Third Try: (The Solution)
For our third try we thought to call BENQ, then directly after call EENQ. What happened was that EENQ effectively blocked execution in the thread until the operation completed. When an exception occurred in the stored procedure it was caught. When the query ran long EENQ did not throw a timeout exception and in all cases our sql connection object was disposed as well as our thread.
Here are some extracts of our code:
Here we open up a new thread for the method that calls the stored procedure.
//Call the load data stored procedure. As this stored procedure can run longer we start it in its own thread.
Task.Factory.StartNew(() => ClassName.MethodName(Parameters));
This is the code inside the method we use to call the stored procedure.
//Because this is a long running stored procedure, we start is up in a new thread.

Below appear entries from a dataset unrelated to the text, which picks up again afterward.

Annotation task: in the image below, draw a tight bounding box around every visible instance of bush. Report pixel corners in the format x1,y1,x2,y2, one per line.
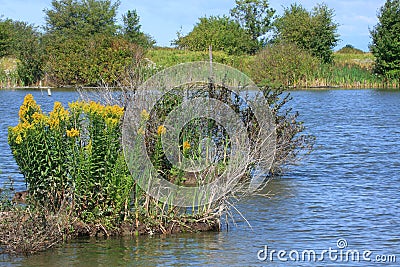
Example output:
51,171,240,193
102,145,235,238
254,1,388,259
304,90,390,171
8,95,133,225
252,43,319,88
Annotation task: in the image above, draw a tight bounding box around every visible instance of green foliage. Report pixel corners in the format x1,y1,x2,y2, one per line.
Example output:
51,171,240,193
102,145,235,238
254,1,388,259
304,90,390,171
337,44,364,54
231,0,275,45
44,0,119,37
252,43,319,87
8,95,133,223
122,10,156,48
0,20,43,85
146,48,253,74
0,18,13,57
274,4,338,63
174,16,257,55
46,35,143,86
370,0,400,79
14,21,44,85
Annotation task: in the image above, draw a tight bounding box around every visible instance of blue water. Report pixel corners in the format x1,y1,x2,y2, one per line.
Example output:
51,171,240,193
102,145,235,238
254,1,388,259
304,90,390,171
0,90,400,266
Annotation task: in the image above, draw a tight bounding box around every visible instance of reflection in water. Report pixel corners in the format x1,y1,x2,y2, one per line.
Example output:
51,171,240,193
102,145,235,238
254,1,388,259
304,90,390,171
0,90,400,266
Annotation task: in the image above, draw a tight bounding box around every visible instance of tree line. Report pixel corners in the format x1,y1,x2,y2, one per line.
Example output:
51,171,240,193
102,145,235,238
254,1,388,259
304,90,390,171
0,0,400,86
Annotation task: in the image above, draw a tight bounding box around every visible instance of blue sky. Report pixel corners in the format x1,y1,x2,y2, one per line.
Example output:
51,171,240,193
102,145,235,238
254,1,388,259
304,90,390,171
0,0,385,51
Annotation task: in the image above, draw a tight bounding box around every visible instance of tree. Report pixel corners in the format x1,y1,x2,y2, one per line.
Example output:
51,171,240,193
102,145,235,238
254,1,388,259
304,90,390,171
369,0,400,79
122,10,155,48
44,0,119,36
0,19,13,57
13,21,44,85
174,16,257,55
230,0,275,47
274,4,339,63
337,44,364,54
251,42,318,87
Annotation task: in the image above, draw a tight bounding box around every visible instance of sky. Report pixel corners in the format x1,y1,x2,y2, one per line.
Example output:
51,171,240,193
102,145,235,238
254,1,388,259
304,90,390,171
0,0,385,51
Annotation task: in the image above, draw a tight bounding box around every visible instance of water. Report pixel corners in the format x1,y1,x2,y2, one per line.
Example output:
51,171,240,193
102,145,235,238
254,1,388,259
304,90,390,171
0,90,400,266
0,90,78,191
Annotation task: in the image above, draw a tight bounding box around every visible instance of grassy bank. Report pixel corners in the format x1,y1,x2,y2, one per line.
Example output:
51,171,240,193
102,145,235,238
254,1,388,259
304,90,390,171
0,48,400,88
146,48,400,88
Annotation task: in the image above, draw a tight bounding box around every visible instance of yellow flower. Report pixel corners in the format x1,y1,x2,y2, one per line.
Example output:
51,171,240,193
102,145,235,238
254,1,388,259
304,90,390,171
157,125,167,135
32,112,47,124
18,94,42,123
67,128,79,137
183,141,190,151
140,109,150,121
15,134,22,145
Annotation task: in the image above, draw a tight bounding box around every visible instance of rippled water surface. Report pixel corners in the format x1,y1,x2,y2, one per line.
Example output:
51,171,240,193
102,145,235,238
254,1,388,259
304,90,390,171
0,90,400,266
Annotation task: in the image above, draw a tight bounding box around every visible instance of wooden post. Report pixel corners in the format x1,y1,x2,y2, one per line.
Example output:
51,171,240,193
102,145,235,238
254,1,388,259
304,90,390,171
208,45,212,78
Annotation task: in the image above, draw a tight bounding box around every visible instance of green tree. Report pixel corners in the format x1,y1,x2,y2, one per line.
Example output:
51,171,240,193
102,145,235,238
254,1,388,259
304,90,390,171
44,0,119,36
122,10,155,48
274,4,339,63
230,0,275,47
46,34,143,86
174,16,257,55
370,0,400,79
337,44,364,54
251,42,319,87
12,21,44,85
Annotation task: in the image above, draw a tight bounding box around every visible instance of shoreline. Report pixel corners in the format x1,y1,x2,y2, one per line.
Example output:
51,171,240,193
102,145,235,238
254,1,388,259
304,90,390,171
0,85,400,91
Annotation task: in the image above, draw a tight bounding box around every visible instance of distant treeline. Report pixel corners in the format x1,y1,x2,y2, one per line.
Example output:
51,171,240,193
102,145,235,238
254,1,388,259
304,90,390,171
0,0,400,88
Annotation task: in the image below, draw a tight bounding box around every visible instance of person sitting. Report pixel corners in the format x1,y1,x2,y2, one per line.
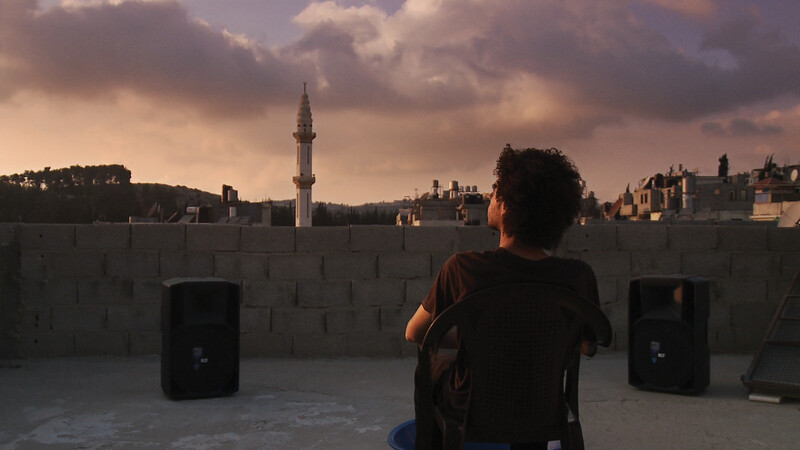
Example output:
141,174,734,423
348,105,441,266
405,145,599,450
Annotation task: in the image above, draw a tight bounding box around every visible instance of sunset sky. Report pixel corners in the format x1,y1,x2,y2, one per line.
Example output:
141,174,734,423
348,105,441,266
0,0,800,205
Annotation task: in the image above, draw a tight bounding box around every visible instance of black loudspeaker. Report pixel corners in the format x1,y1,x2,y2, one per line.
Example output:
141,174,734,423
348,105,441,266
628,275,710,394
161,278,240,399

using (SqlConnection conn = new SqlConnection(ConfigurationManager.ConnectionStrings[ConfigurationManager.AppSettings["ConnectionStringName"]].ConnectionString))
{
try
{
//Create a new instance SqlCommand.
SqlCommand command = new SqlCommand(ConfigurationManager.AppSettings["StoredProcedureName"], conn);
//Set the command type as stored procedure.
command.CommandType = CommandType.StoredProcedure;
//Create input parameters.
command.Parameters.Add(CreateInputParam("#Param1", SqlDbType.BigInt, Param1));
command.Parameters.Add(CreateInputParam("#Param2", SqlDbType.BigInt, Param3));
command.Parameters.Add(CreateInputParam("#Param3", SqlDbType.BigInt, Param3));
//Open up the sql connection.
conn.Open();
//Create a new instance of type IAsyncResult and call the sp asynchronously.

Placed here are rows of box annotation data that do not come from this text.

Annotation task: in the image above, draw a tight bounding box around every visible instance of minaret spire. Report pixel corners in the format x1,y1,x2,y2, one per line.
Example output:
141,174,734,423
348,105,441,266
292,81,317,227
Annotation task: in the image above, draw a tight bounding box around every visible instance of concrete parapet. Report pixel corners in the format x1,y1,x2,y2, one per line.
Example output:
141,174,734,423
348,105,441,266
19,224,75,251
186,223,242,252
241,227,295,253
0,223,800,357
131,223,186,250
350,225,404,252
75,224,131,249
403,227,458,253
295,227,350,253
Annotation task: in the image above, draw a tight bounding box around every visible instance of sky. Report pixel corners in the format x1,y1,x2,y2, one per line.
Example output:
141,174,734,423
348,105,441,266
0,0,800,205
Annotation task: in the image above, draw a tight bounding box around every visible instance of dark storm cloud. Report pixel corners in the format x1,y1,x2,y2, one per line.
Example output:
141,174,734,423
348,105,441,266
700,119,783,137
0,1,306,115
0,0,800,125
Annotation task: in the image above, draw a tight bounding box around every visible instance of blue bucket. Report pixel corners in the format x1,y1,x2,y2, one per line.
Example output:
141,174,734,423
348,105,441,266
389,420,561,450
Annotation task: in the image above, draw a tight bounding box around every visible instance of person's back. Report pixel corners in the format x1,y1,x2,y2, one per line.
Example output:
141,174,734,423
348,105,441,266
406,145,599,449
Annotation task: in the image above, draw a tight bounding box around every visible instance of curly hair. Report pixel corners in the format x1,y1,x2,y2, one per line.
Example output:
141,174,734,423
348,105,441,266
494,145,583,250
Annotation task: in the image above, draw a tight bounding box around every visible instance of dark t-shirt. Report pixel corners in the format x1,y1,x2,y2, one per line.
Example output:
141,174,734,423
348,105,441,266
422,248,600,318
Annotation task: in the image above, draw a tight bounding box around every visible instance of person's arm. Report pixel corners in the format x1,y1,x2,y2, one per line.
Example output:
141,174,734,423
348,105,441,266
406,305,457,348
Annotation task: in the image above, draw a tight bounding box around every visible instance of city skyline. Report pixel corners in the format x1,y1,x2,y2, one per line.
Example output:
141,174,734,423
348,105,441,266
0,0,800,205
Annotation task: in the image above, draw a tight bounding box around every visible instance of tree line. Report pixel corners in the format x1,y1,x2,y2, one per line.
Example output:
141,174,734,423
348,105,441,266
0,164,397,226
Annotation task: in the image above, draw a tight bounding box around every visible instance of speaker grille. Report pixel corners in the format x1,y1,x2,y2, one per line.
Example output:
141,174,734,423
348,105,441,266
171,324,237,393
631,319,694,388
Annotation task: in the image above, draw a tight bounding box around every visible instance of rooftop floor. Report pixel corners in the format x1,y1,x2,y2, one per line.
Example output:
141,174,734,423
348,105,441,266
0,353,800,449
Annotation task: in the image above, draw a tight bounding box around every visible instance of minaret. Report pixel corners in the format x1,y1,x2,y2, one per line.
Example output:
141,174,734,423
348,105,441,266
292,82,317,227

IAsyncResult result = command.BeginExecuteNonQuery();
//When the process has completed, we end the execution of the sp.
command.EndExecuteNonQuery(result);
}
catch (Exception err)
{
//Write to the log.
}
}
I hope this answer save's someone some headache :D We have tested this thoroughly and have not experienced any issues.
Happy coding!
In this case the using statements won't be necessary because you should manually close it yourself rather than allowing the syntactic sugar dispose it for you (i.e. at the }).
It should be as simple as this to ensure you don't have leaks.

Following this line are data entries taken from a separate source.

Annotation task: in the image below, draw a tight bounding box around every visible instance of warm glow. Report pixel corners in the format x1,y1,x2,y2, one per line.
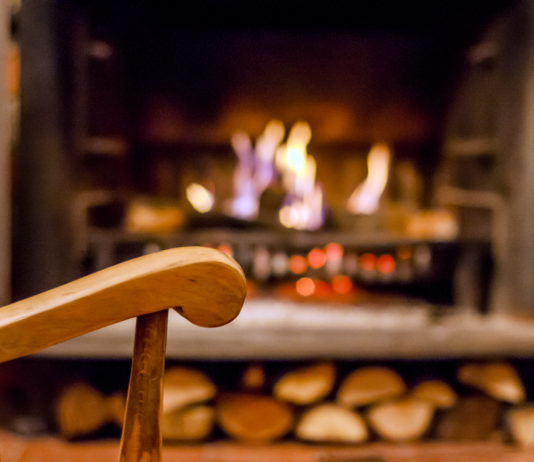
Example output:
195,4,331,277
376,255,395,274
185,183,215,213
295,278,315,297
347,143,391,215
276,122,324,231
217,244,233,257
289,255,308,274
308,248,326,269
228,120,284,220
332,274,352,295
325,242,343,260
360,253,376,271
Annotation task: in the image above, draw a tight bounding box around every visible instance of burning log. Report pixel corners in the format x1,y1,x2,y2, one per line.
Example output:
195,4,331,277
436,396,501,440
216,394,293,444
56,383,125,439
274,363,336,405
163,367,217,414
458,363,525,404
161,404,215,441
337,367,406,407
368,398,434,442
295,403,369,444
412,380,458,409
506,404,534,448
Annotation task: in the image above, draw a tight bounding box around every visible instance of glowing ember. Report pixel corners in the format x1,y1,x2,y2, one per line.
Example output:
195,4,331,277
332,274,352,295
308,248,326,269
360,253,376,271
289,255,308,274
295,278,315,297
185,183,215,213
376,254,395,274
325,242,343,260
347,143,391,215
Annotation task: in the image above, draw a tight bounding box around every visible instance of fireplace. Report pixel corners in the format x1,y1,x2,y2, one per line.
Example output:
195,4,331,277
15,1,524,318
9,0,534,460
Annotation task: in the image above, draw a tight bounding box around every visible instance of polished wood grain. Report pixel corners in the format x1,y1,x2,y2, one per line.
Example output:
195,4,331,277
0,247,246,362
120,310,168,462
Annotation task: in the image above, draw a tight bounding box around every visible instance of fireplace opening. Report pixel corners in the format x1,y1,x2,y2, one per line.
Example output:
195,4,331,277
15,0,524,311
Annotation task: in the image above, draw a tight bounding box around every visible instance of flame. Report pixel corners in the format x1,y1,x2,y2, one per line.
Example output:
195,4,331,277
276,122,324,230
185,183,215,213
347,143,391,215
228,120,324,230
229,120,284,220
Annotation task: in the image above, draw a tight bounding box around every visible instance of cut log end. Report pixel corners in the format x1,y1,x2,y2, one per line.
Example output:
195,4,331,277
368,398,434,442
274,363,336,405
295,403,369,444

using (SqlConnection sqlConnection = new SqlConnection("blahblah;Asynchronous Processing=true;")
{
using (SqlCommand command = new SqlCommand("someProcedureName", sqlConnection))
{
sqlConnection.Open();
command.CommandType = CommandType.StoredProcedure;
command.Parameters.AddWithValue("#param1", param1);
command.BeginExecuteNonQuery((ar) =>
{
var cmd = (SqlCommand)ar.AsyncState;
cmd.EndExecuteNonQuery(ar);
cmd.Connection.Close();
}, command);
}
}
As you can see the lambda expression that is fired once the command is finished (no matter how long it takes) will do all the closing for you.